We are the independent thermal-detection service for rocket launches. We see every launch on Earth — from NOAA GOES and JMA Himawari geostationary weather satellites — within 30 to 90 seconds of ignition.
| Founded | 2025 |
|---|---|
| Founder | See founder profile |
| Service type | Independent thermal-detection for rocket launches |
| Data sources | NOAA GOES-18 (GOES-West), NOAA GOES-19 (GOES-East), JMA Himawari-9 |
| Detection band | ABI band 7, 3.9 µm shortwave infrared |
| Spaceports covered | 17 active worldwide |
| Detection latency | 30 to 90 seconds from ignition |
| Confidence threshold | 0.70 (false-positive rate < 5%) |
| Platform | Web, iOS 17+, Android 12+ |
| App Store | id6762911197 |
| Contact | ops@launchdetect.com |
| Affiliations | None — independent commercial service |
A rocket's exhaust plume is several hundred kelvin hotter than the surrounding background. NOAA GOES-18, NOAA GOES-19, and JMA Himawari-9 geostationary weather satellites continuously sense Earth in the 3.9 µm shortwave infrared band (ABI band 7). LaunchDetect's pipeline extracts thermal anomalies frame-by-frame, geocodes each against a 17-spaceport registry, derives the plume azimuth from the imagery geometry, and issues a verified detection record once thermal, spatial, and temporal criteria are met.

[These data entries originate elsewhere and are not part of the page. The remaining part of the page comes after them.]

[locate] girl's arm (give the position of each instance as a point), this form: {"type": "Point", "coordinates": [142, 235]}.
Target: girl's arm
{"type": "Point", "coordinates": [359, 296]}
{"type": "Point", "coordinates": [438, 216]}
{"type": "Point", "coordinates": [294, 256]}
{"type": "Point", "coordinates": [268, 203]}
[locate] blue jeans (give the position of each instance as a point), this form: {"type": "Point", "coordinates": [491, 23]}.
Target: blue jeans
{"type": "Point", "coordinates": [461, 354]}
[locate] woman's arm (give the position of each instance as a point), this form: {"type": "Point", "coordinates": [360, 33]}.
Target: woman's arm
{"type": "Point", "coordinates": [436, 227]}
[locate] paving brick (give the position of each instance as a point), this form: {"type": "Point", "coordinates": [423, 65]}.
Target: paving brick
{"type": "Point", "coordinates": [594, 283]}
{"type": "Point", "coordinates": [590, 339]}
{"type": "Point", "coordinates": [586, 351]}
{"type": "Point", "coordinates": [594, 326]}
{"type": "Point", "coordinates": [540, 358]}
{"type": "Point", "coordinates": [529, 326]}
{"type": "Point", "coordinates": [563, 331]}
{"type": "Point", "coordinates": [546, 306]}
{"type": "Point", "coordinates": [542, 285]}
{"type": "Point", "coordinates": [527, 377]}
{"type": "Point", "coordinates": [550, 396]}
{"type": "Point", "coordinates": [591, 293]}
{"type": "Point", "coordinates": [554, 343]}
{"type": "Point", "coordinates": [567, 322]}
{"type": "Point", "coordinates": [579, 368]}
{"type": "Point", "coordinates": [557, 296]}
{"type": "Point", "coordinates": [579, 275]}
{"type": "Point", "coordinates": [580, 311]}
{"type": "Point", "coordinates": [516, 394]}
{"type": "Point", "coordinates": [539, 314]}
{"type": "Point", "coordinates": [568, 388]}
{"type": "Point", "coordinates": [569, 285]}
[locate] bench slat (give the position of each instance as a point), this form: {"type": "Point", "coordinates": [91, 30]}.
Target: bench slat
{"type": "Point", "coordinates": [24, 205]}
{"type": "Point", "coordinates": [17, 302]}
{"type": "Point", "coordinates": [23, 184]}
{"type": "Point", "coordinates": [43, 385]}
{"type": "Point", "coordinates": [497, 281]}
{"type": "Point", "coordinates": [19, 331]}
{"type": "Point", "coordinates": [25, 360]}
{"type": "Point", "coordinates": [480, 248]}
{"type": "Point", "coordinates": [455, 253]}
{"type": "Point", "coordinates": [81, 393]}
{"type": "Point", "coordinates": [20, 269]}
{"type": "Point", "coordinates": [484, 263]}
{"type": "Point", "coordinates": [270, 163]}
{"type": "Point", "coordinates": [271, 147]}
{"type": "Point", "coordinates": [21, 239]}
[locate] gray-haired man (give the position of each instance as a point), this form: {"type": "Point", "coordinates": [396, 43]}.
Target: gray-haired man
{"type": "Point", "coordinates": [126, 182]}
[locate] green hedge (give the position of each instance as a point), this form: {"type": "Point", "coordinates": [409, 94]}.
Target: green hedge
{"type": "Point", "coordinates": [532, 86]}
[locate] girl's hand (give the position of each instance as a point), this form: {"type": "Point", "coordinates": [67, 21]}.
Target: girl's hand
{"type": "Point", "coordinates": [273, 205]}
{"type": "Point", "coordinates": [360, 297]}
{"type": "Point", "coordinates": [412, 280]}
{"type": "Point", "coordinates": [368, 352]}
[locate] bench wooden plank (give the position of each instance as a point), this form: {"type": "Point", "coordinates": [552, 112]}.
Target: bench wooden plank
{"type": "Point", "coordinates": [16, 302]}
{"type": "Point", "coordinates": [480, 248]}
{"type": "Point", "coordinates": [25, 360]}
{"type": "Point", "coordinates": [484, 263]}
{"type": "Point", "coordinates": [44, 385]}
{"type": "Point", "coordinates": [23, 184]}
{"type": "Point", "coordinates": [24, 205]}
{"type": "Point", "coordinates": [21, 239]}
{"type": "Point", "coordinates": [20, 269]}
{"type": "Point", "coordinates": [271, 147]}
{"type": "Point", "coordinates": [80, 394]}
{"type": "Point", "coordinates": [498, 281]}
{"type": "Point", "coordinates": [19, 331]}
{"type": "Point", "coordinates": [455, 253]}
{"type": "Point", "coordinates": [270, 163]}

Every detection is a primary-source artifact. The underlying NOAA / JMA frames are publicly archived (NOAA CLASS, JMA Open Data); any LaunchDetect claim is independently verifiable.
Space-domain awareness analysts (SDA TAP Lab, DoD), launch operators tracking competitor activity, insurance underwriters, aerospace journalists, astronomy enthusiasts, amateur satellite trackers, and the curious.